We hear how these pollinators face the same problem of decline in habitats and food sources. Gardens, parks, hedgerows and farmland that are over maintained, or are treated with pesticides, are destroying natural habitats for pollinators who require shelter, and a variety of food sources throughout the year. The delicate balance of nature – the pollination of fruits and crops, trees and wildflowers, in exchange for food and shelter – is breaking down, and pollinators are struggling to survive.
The aim of the AIPP, launched by Úna and Jane in 2015, was to encourage as much of Irish society as possible to take action to protect or develop habitats and food sources. The AIPP published action plans for every type of citizen activist, and in ‘Plean Bee’, we witness how Derry City and Strabane Council have reduced the mowing of grass over the summer, to allow wildflowers to grow to support pollinators.

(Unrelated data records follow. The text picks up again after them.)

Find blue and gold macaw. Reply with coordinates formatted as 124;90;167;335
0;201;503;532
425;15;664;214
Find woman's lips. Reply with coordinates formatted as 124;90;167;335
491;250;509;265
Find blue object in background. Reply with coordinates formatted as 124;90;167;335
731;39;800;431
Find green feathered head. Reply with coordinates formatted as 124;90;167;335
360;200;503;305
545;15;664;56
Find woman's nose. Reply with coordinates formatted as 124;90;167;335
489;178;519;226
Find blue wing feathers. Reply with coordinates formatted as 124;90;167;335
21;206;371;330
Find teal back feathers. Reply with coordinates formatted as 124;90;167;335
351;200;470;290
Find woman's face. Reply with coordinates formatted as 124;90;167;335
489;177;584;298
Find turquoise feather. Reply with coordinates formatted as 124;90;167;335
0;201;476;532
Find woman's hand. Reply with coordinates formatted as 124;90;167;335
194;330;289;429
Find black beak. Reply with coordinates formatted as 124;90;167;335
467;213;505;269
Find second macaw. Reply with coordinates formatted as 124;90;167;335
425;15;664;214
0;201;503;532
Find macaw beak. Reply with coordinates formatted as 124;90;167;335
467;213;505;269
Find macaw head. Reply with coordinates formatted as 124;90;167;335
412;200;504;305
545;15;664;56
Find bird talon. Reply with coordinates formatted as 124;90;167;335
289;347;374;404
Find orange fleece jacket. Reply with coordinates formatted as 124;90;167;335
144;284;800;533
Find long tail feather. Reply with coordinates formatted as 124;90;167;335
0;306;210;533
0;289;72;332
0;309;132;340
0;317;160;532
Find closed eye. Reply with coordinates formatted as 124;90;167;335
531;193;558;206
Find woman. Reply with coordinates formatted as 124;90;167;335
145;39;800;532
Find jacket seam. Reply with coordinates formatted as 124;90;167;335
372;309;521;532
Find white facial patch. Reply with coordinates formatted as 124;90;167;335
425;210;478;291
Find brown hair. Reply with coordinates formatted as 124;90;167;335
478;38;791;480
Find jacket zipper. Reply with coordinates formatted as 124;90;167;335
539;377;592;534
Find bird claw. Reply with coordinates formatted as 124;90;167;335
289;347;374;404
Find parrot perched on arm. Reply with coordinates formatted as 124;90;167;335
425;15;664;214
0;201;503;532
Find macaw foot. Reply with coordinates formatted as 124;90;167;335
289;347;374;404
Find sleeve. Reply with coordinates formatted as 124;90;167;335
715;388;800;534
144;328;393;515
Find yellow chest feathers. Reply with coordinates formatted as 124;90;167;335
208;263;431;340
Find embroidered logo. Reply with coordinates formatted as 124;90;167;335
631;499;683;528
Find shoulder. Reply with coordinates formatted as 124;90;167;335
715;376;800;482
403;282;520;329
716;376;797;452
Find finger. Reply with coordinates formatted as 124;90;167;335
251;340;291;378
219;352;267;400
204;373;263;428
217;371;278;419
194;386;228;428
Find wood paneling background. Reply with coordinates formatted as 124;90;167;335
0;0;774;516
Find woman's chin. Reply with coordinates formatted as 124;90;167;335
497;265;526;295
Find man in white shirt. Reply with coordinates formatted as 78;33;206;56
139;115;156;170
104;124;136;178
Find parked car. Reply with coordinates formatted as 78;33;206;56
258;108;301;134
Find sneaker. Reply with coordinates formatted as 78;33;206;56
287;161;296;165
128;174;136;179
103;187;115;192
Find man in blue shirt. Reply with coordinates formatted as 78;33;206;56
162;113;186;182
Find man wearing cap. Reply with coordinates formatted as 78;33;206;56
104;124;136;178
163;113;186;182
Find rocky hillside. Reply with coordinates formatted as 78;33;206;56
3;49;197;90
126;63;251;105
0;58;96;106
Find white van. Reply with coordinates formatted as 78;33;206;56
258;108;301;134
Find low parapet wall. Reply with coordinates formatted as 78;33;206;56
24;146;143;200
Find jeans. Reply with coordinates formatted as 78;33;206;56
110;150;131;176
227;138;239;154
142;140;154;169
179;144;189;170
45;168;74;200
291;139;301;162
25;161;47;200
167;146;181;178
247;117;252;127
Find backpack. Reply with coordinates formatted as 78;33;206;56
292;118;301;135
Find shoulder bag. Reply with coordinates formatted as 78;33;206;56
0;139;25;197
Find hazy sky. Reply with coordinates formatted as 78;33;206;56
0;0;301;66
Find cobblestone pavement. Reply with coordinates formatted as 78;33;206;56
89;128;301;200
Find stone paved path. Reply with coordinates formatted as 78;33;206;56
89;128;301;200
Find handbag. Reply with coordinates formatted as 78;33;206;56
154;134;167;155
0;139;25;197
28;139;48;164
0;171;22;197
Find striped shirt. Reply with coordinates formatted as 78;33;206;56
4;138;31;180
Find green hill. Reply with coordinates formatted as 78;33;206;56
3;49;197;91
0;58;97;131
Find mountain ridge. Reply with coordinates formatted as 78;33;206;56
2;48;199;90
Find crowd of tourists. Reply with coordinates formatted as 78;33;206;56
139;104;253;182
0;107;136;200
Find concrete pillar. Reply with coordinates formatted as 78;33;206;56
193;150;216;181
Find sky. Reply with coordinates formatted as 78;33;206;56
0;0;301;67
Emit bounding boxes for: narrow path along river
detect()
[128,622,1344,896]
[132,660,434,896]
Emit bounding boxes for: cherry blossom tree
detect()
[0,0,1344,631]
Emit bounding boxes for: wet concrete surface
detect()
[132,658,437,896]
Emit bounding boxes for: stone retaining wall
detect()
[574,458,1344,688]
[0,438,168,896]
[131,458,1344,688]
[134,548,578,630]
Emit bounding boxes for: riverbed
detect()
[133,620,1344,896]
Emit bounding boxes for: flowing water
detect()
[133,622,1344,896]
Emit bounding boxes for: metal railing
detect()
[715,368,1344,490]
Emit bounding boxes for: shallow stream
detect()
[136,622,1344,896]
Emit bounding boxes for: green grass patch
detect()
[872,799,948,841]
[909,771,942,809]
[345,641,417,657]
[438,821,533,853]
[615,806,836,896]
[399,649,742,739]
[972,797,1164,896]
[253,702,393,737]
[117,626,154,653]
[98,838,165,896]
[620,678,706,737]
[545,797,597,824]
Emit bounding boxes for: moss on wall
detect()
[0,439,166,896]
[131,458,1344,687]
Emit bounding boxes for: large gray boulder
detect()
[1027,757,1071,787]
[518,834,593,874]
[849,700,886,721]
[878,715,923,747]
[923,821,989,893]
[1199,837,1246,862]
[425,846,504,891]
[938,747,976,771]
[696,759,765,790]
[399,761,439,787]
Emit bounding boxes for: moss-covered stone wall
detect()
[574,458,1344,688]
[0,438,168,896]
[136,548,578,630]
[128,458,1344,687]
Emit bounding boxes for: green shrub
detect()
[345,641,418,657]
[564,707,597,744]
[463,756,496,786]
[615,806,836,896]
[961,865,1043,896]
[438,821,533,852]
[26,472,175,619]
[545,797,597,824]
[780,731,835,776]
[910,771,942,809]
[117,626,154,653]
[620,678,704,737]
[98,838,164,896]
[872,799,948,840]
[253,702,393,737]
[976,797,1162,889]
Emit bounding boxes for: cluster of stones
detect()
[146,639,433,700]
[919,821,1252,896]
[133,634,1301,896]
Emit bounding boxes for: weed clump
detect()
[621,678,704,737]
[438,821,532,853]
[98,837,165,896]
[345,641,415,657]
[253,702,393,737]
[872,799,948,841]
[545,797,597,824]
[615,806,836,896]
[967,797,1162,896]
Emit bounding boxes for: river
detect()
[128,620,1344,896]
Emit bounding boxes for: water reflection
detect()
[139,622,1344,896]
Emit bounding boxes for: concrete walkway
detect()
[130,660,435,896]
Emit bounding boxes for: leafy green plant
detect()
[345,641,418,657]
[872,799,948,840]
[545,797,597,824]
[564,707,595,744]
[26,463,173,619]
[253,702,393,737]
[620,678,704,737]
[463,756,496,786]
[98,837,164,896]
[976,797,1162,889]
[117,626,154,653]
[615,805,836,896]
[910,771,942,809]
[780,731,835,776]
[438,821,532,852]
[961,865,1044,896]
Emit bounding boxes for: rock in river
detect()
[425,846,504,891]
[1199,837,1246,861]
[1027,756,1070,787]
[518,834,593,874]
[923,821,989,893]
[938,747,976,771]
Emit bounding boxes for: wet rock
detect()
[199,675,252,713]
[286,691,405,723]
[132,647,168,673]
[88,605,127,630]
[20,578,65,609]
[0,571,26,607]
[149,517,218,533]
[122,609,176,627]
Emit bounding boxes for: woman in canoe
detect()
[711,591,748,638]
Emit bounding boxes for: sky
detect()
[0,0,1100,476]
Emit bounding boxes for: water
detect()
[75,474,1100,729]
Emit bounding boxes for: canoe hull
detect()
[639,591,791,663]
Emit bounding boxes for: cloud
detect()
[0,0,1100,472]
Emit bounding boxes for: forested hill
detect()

We visit a community glasshouse in Donegal, a school in Dublin that has implemented pollinator-friendly policies, a Mullingar farm where traditional hedge-laying helps promote biodiversity, and finally, we visit Buncrana Town, where the local council, the Tidy Towns committee and others have transformed how the town plants flowers and maintains its roundabouts and parkland to the advantage of bees and pollinators.
The success of the pollinator plan, and the huge community buy-in involved means that other countries, and the EU in particular, are looking to Ireland for help in improving the situation of their own pollinators. The AIPP is making a difference, and as Úna states, “the beauty about it is that we’re not asking ‘anybody’ to solve this problem, we’re asking ‘everybody’ to get involved, and if everybody took small actions, then together we would solve it.”